I would probably say the period in Sheffield, basically because of the stability. I thought I was going to be there forever. My return to CSIRO was in a sense rather accidental and it caused a lot of heartache – leaving was really quite a wrench. The CSIRO time was wonderful while it lasted, but I got a severe shock with the way it ended. And then while I certainly enjoyed my years in America, it's not a country I would like to live in permanently.
I would say that although I've had a rather broken-up life, looking back I don't regret it. I consider myself to have been extremely lucky, not least in my marriage and in my children, but also professionally. I've had a lot of hurdles to overcome, but fortunately I haven't been left with a nasty taste.
And you had two very important friends in your life, Ted Hannan and Chris Heyde.
Indeed. Ted was very much like a brother. We used to exchange views, we used to talk about everything – Ted was a person of very wide interests, extremely well read. I still have a copy of the poems of WB Yeats which he gave me on one occasion, and which he used to quote. I can never remember poetry, but he used to be very good at quotation from Yeats and other poets.
'An elderly man is like a stick with an esophagus'...
That's right! [laugh] Ted was a wonderful man.
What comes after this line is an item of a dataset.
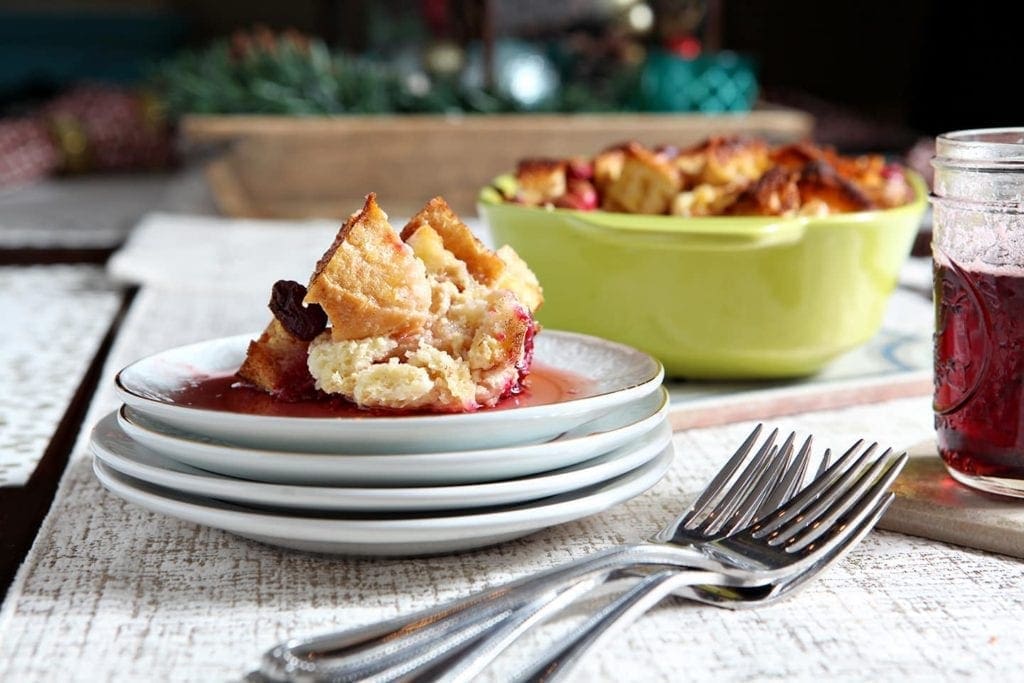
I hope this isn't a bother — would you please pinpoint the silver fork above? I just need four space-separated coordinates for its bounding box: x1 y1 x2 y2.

I am still very good friends with his widow, whom I visit regularly.
Chris was more like a son (there was a 15-year difference between us) and he was a very clever, very loyal colleague. Now it's our turn to support Beth Heyde, who has lost her very dear husband.
Ted and Chris were family. As, I might add, you are too.
Well, thank you for that, Joe. I think this interview will be a fitting tribute to your role.
And thank you very much. I really appreciate it.